でも、で今でこそだいぶ落ち着いているけど昔は『じゃじゃ馬』なんて言われて、喧嘩を売るのは大得意みたいなところがあったな。
マルコも一度怒ると結構本気になるし。
ああ、長引くかも知れねェな、この喧嘩。



悪いのは、君のせい




。もう戻ってたのかよい」
そう声をかければ彼女が振り返り。
「あら、マルコ隊長。お久し振りです。ご機嫌麗しゅう」
明らかに不自然な台詞と貼り付けたような笑顔に思わずマルコは呆気に取られ、一緒にいたサッチにいたっては彼女の背後に吹き荒れるブリザードすら感じて身を震わせた。
「お前、何か」
変だぞと言う前にその身に向かって雷が飛んできて、マルコは避ける間もなく青い炎でそれを回避した。
隣にいたサッチは脱兎の如く逃げ出している。それはそうだ。マルコと違い彼に再生能力など無い。
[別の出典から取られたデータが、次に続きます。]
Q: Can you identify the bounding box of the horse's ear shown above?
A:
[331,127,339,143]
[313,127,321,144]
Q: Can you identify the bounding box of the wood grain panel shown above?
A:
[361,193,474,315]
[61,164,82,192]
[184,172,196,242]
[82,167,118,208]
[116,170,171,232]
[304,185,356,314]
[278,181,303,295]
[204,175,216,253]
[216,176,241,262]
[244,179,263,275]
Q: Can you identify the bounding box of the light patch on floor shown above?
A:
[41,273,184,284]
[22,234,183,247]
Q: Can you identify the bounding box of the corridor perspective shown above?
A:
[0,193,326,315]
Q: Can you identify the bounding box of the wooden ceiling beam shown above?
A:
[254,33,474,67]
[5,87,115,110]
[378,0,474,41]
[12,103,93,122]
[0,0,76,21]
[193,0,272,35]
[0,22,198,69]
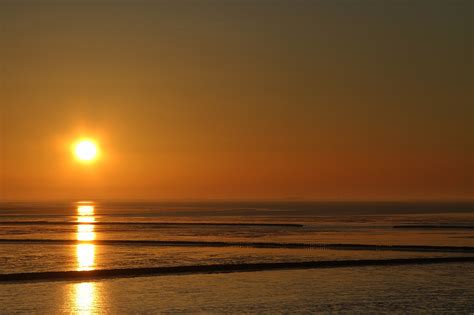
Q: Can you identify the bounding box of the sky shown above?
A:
[0,0,474,200]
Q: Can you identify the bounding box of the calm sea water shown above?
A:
[0,201,474,313]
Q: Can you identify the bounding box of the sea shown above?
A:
[0,200,474,314]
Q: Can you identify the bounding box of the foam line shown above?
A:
[0,239,474,253]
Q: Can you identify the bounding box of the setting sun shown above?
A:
[74,140,99,162]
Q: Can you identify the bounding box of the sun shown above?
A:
[73,139,99,162]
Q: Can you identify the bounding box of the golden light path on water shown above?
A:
[73,203,97,314]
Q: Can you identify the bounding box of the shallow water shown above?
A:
[0,202,474,313]
[0,264,474,314]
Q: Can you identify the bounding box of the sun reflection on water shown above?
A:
[74,282,96,315]
[74,204,97,314]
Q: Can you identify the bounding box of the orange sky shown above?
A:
[0,0,474,200]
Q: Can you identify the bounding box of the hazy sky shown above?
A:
[0,0,474,200]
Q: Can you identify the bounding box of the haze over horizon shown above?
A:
[0,0,474,201]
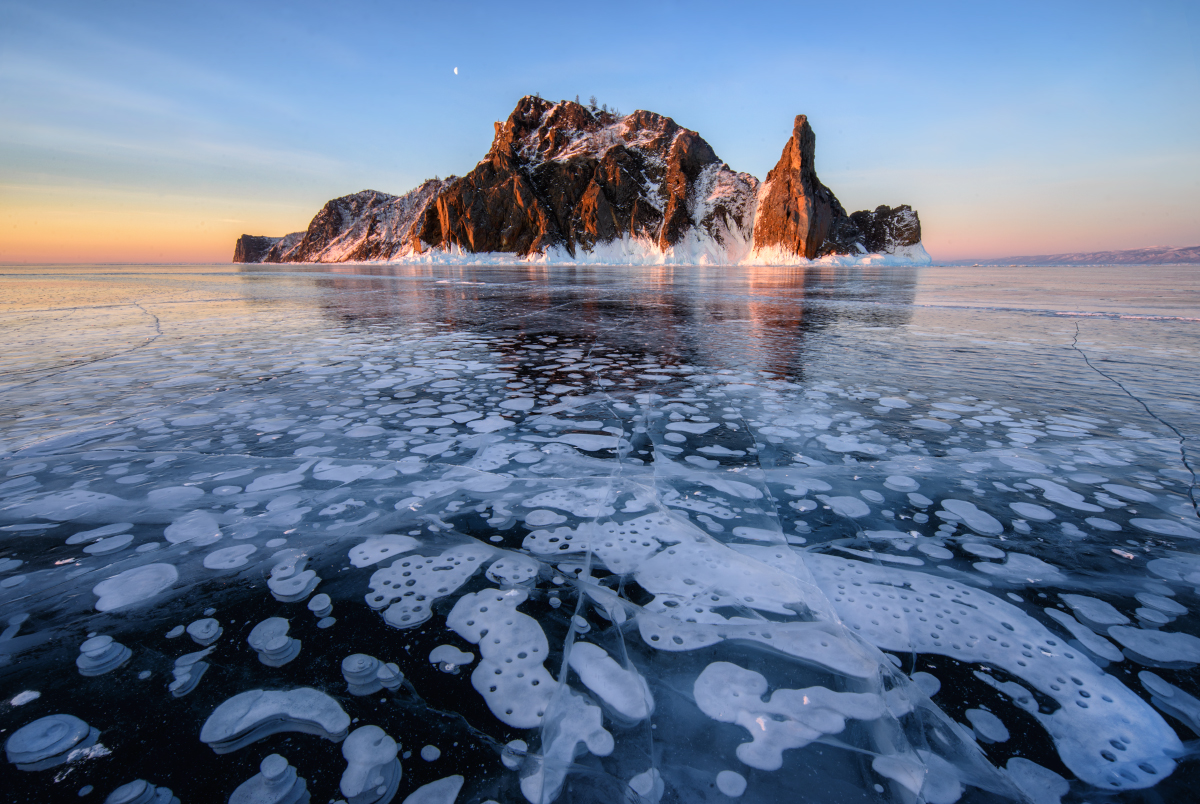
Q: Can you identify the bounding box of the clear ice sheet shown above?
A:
[0,265,1200,804]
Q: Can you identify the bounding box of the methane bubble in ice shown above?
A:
[91,564,179,611]
[694,661,886,770]
[485,553,541,586]
[76,636,133,676]
[200,686,350,754]
[808,554,1181,790]
[246,617,300,667]
[1138,670,1200,736]
[163,511,221,547]
[500,739,529,770]
[1109,625,1200,668]
[367,544,493,628]
[716,770,746,798]
[446,589,556,728]
[266,551,320,602]
[430,644,475,673]
[340,726,401,804]
[308,594,334,617]
[229,754,310,804]
[1004,756,1070,804]
[104,779,178,804]
[342,653,404,695]
[940,499,1004,536]
[350,535,421,568]
[4,715,100,770]
[629,768,666,804]
[187,617,224,648]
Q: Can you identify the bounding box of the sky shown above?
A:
[0,0,1200,263]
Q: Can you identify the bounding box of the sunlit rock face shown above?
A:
[234,96,923,264]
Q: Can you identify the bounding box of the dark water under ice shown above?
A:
[0,265,1200,804]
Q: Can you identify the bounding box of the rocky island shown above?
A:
[233,96,929,264]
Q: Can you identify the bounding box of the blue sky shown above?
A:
[0,0,1200,262]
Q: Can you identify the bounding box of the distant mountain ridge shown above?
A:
[950,246,1200,265]
[234,96,929,264]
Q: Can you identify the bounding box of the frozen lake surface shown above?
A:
[0,265,1200,804]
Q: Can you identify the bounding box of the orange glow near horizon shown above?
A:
[0,185,314,264]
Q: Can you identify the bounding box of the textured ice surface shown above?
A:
[91,564,179,611]
[200,688,350,754]
[694,661,886,770]
[0,265,1200,804]
[338,726,401,802]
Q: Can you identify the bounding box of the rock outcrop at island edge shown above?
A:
[234,96,929,264]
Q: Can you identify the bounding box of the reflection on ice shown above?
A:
[0,262,1200,804]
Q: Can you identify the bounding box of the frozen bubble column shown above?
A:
[76,636,133,676]
[229,754,308,804]
[246,617,300,667]
[266,556,320,602]
[104,779,179,804]
[4,715,100,770]
[342,653,404,695]
[200,686,350,754]
[187,617,224,648]
[341,726,401,804]
[308,593,334,617]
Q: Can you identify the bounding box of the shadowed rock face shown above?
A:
[234,96,920,263]
[420,97,739,254]
[850,204,920,253]
[233,234,280,263]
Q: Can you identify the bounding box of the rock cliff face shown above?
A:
[234,97,923,263]
[233,234,280,263]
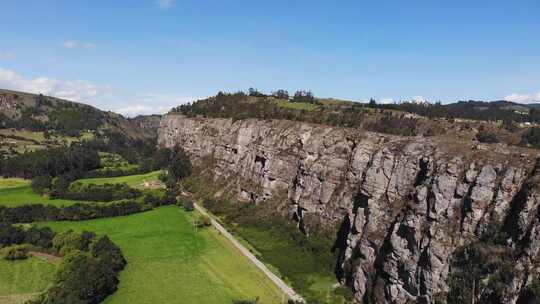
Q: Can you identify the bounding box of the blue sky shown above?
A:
[0,0,540,115]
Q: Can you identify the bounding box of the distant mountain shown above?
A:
[0,89,159,140]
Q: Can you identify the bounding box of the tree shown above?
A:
[272,90,289,100]
[248,88,265,97]
[182,199,195,212]
[292,90,315,103]
[30,175,52,194]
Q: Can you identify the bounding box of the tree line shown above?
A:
[0,223,127,304]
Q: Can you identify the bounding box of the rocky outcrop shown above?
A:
[159,115,540,303]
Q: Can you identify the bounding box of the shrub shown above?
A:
[2,245,28,261]
[476,131,499,144]
[521,127,540,149]
[182,199,195,212]
[197,215,212,228]
[30,175,52,194]
[60,183,142,202]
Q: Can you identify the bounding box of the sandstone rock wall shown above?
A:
[159,115,540,303]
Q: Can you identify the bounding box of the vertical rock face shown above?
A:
[159,115,540,303]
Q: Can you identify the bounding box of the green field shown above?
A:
[77,170,162,188]
[0,258,56,304]
[0,129,94,153]
[42,206,282,304]
[0,178,80,207]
彼女の雷など喰らいたくもないだろう。
「イキナリ何してくれんだよい」
彼女の性格やら性質については昔から十分に理解していたつもりだが、それでも顔を合わせた途端に雷を喰らわされた事なんて無い。
いくら自身の能力のお陰で無傷で済むとは言っても、自分の女に攻撃されるのが楽しい筈もなく。
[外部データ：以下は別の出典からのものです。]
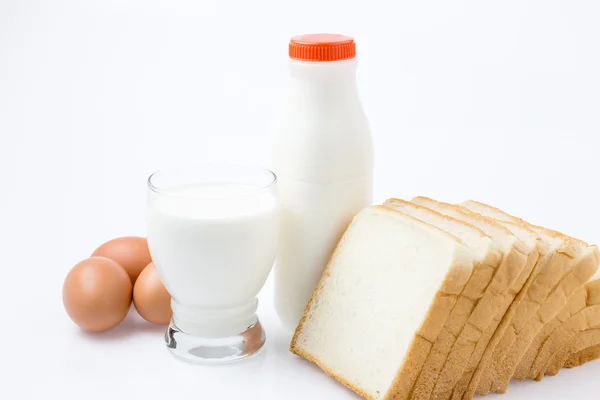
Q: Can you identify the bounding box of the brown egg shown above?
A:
[133,263,173,325]
[63,257,133,332]
[92,236,152,284]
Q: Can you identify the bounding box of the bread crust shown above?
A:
[452,249,540,400]
[432,248,528,400]
[492,245,598,393]
[290,206,473,400]
[564,342,600,368]
[384,198,507,399]
[532,280,600,381]
[513,287,587,380]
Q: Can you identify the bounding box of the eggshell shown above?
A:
[92,236,152,284]
[133,263,173,325]
[63,257,133,332]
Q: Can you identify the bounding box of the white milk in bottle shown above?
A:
[274,34,373,329]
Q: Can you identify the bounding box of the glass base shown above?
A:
[165,319,266,364]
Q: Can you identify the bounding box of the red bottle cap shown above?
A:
[289,33,356,62]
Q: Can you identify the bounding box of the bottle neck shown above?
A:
[289,59,358,101]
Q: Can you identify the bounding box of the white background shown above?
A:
[0,0,600,399]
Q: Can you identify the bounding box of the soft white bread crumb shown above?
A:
[291,206,475,399]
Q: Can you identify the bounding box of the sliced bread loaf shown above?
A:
[532,274,600,381]
[564,336,600,368]
[463,201,599,394]
[291,206,476,400]
[452,221,548,400]
[384,199,504,399]
[514,287,587,380]
[412,197,534,399]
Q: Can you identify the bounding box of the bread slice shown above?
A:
[545,325,600,375]
[564,340,600,368]
[514,287,587,380]
[452,221,548,400]
[533,274,600,381]
[412,197,533,399]
[463,201,598,395]
[290,206,476,400]
[384,199,504,399]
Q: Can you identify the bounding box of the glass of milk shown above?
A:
[146,165,279,363]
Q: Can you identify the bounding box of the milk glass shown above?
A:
[146,165,279,363]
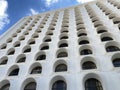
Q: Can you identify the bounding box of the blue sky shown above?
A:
[0,0,93,36]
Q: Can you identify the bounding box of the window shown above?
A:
[44,39,51,42]
[8,50,15,55]
[14,41,20,47]
[36,54,46,60]
[0,83,10,90]
[17,57,26,63]
[78,33,87,37]
[24,48,31,53]
[106,46,120,52]
[98,30,107,34]
[30,66,42,74]
[79,40,89,45]
[113,58,120,67]
[52,80,67,90]
[55,64,67,72]
[80,49,92,55]
[60,36,68,40]
[24,82,36,90]
[9,68,19,76]
[59,43,68,48]
[85,78,103,90]
[0,58,8,65]
[82,61,97,70]
[40,46,49,50]
[1,44,7,49]
[57,52,68,58]
[29,41,35,45]
[101,37,113,41]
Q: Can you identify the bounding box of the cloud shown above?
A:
[28,8,39,15]
[46,0,58,6]
[0,0,10,30]
[77,0,93,3]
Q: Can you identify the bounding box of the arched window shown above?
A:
[40,46,49,50]
[57,52,68,58]
[36,54,46,60]
[78,33,87,37]
[52,80,67,90]
[0,58,8,65]
[30,66,42,74]
[79,40,89,45]
[29,41,35,45]
[60,36,68,40]
[14,42,20,47]
[106,46,120,52]
[0,44,7,49]
[0,83,10,90]
[98,30,107,34]
[113,58,120,67]
[8,50,15,55]
[17,57,26,63]
[80,49,92,55]
[82,61,97,70]
[44,38,51,42]
[9,68,19,76]
[101,37,113,41]
[23,48,31,53]
[55,64,67,72]
[59,43,68,48]
[24,82,37,90]
[85,78,103,90]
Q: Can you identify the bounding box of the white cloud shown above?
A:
[77,0,93,3]
[0,0,10,30]
[46,0,58,6]
[30,8,39,15]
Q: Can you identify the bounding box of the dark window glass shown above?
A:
[57,52,68,58]
[31,66,42,74]
[59,43,68,48]
[9,68,19,76]
[24,48,31,53]
[98,30,107,34]
[52,80,67,90]
[44,39,51,42]
[101,37,113,41]
[29,41,35,44]
[14,43,20,47]
[79,40,89,45]
[8,50,15,55]
[40,46,49,50]
[106,46,120,52]
[82,61,97,70]
[0,59,8,65]
[1,45,7,49]
[78,33,87,37]
[60,36,68,39]
[55,64,67,72]
[113,58,120,67]
[0,84,10,90]
[17,57,26,63]
[85,78,103,90]
[36,54,46,60]
[80,49,92,55]
[24,82,36,90]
幾らか不機嫌さを露わにし始めたマルコの何倍も不機嫌そうな顔をした彼女はそれでもその態度を軟化させる事はなかった。
「何でかはご自分が良くご存知なのではないですか?一番隊隊長様」
ついには名前すら呼ばなくなった彼女にマルコも表情を硬くする。
どこで教わってきたのかは知らないが、普段の彼女からは考えられないような口調で毒を吐く彼女の手が再び閃く。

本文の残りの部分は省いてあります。